A leaked email shows that the Innovative Pharmaceuticals Association of South Africa (IPASA) colluded with the U.S.-based pharmaceutical industry lobbying group PhRMA in an apparently successful plot to derail reforms to South Africa’s liberal patent laws. HIV advocates have sought these legal changes for years in hopes of bringing down costs for, and thus likely improving access to, antiretrovirals (ARV) for HIV in that hard-hit nation.

IPASA reps ARV-producing companies such as Merck, Sanofi, Pfizer, Roche and Novartis.

An email sent by Michael Azrak, the managing director of Merck Southern and East Africa and the head of IPASA’s intellectual property committee, indicated that IPASA, in consultation with PhRMA, engaged consultancy group Public Affairs Engagement to influence the intellectual property reform process in South Africa. All this was in contrast to IPASA’s previous denials.

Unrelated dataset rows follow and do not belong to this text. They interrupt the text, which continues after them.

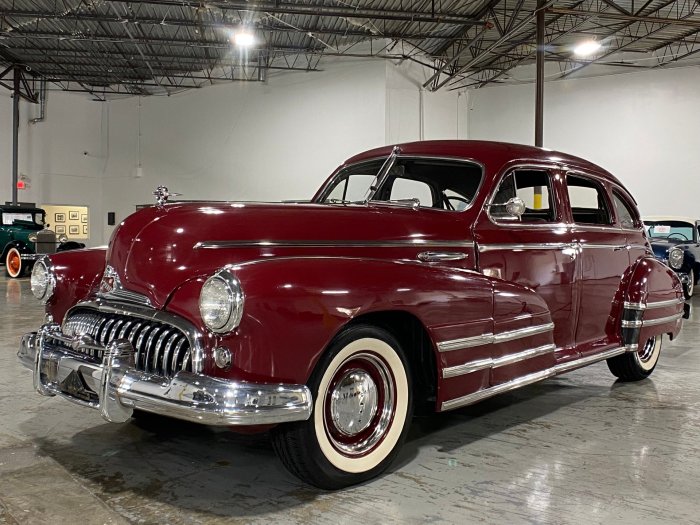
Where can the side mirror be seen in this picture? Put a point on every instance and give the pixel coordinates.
(515, 207)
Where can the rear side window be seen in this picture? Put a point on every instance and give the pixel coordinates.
(588, 202)
(626, 215)
(533, 187)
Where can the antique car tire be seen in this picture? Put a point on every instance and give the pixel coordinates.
(690, 287)
(335, 447)
(635, 366)
(13, 263)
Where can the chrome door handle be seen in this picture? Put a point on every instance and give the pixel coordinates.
(441, 256)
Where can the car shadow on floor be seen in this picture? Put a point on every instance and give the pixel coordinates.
(155, 463)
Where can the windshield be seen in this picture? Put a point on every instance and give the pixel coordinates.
(670, 230)
(433, 183)
(11, 218)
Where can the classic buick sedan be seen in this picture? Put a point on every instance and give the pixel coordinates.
(421, 277)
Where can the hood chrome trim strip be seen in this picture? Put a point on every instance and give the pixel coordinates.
(302, 243)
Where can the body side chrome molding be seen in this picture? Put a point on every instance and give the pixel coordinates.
(527, 379)
(488, 363)
(303, 243)
(651, 322)
(649, 306)
(485, 339)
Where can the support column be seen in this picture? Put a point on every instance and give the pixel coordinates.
(15, 131)
(539, 81)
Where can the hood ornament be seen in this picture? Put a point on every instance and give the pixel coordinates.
(162, 195)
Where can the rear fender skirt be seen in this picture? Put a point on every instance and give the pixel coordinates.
(294, 306)
(653, 303)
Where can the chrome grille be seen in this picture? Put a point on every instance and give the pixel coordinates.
(45, 241)
(161, 349)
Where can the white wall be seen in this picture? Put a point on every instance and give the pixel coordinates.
(643, 127)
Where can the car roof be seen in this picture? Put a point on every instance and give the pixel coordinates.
(492, 154)
(660, 218)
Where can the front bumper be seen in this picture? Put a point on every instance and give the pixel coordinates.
(115, 388)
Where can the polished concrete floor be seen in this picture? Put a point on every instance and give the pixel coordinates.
(579, 448)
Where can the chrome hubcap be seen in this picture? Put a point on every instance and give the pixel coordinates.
(359, 404)
(354, 402)
(648, 350)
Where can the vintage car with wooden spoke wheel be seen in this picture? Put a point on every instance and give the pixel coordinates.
(24, 238)
(420, 278)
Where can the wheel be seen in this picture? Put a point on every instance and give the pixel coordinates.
(635, 366)
(362, 410)
(689, 288)
(13, 263)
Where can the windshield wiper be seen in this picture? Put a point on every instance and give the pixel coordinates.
(382, 174)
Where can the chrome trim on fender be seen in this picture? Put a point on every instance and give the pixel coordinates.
(485, 339)
(302, 243)
(523, 332)
(193, 335)
(649, 306)
(510, 359)
(529, 246)
(115, 388)
(466, 342)
(441, 256)
(527, 379)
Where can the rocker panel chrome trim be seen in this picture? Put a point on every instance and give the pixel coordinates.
(528, 379)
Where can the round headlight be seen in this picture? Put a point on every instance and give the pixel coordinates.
(675, 258)
(43, 280)
(221, 302)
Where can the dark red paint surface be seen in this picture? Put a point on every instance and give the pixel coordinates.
(298, 298)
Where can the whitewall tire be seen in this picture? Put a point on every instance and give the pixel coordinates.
(13, 263)
(362, 411)
(635, 366)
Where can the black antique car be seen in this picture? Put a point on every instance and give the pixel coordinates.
(24, 237)
(676, 242)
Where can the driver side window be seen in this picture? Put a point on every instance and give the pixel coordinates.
(534, 188)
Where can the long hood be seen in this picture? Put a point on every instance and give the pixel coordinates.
(157, 249)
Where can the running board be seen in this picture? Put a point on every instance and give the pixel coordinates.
(529, 379)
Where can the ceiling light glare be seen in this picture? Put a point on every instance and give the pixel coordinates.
(243, 38)
(587, 48)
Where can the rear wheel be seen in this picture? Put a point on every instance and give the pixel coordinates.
(13, 263)
(689, 288)
(362, 411)
(635, 366)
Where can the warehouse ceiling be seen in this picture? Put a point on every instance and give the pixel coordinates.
(109, 48)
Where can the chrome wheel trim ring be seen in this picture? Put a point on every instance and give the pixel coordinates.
(361, 441)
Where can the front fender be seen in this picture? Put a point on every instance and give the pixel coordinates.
(295, 306)
(77, 274)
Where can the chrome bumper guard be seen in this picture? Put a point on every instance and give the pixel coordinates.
(115, 388)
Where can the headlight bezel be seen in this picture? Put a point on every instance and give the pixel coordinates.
(676, 258)
(50, 280)
(235, 301)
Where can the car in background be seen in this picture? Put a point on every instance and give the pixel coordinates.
(24, 237)
(676, 242)
(425, 276)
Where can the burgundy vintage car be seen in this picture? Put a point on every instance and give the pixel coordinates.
(421, 277)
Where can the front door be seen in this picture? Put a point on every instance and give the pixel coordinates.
(534, 250)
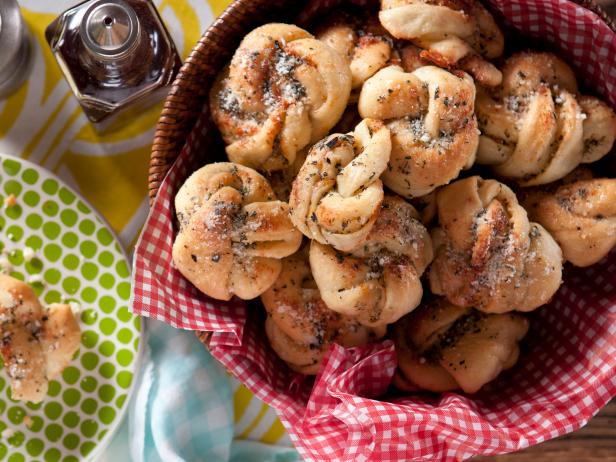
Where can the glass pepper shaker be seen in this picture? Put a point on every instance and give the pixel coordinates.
(116, 55)
(14, 48)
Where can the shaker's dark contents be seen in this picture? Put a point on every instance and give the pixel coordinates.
(110, 70)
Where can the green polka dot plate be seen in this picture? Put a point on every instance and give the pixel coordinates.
(52, 239)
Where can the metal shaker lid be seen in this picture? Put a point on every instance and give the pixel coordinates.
(109, 28)
(14, 47)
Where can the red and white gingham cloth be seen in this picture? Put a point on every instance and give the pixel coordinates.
(565, 375)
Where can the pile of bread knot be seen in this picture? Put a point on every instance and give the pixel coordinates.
(348, 199)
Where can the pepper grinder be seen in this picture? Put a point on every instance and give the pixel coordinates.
(116, 55)
(14, 48)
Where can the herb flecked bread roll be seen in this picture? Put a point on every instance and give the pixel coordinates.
(430, 114)
(283, 90)
(454, 34)
(363, 42)
(535, 127)
(488, 255)
(233, 232)
(580, 212)
(337, 194)
(378, 281)
(300, 327)
(442, 347)
(37, 343)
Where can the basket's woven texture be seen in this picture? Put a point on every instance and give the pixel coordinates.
(566, 374)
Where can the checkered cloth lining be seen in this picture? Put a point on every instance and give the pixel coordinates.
(566, 374)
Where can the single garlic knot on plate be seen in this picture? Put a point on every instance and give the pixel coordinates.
(36, 343)
(487, 253)
(453, 33)
(337, 194)
(283, 90)
(442, 347)
(535, 127)
(580, 212)
(378, 281)
(233, 232)
(430, 114)
(299, 325)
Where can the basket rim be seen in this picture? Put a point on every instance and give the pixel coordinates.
(181, 110)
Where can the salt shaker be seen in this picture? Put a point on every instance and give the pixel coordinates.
(14, 48)
(116, 55)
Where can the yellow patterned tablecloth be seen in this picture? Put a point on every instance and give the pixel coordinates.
(43, 122)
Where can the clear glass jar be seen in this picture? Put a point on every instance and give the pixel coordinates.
(116, 55)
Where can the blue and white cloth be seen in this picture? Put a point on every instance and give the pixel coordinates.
(182, 409)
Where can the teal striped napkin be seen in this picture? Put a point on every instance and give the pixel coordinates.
(182, 410)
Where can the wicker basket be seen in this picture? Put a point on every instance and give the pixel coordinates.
(190, 89)
(185, 115)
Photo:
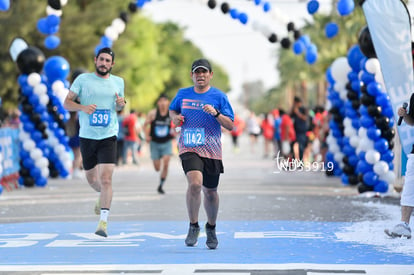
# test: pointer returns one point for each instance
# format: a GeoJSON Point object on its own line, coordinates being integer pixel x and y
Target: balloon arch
{"type": "Point", "coordinates": [361, 137]}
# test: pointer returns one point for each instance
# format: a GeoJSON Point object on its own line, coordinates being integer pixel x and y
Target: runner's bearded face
{"type": "Point", "coordinates": [103, 64]}
{"type": "Point", "coordinates": [201, 77]}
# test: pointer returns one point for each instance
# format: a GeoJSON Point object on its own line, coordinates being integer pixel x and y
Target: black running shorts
{"type": "Point", "coordinates": [211, 168]}
{"type": "Point", "coordinates": [97, 151]}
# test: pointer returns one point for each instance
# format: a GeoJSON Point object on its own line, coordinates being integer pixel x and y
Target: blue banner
{"type": "Point", "coordinates": [390, 29]}
{"type": "Point", "coordinates": [9, 144]}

Despite a media firestorm—which landed the affair with the moniker “Pharmagate”—the South African cabinet still did not bring the reform package to a vote before the May 7 national elections, leaving it in limbo for the near future.

“We’re concerned the plots may have worked, that the government may have bowed to pressure,” says Lotti Rutter, a senior researcher at the Treatment Action Campaign in South Africa.

IPASA’s actions, Rutter says, represent “just a shocking disregard for human life in South Africa.”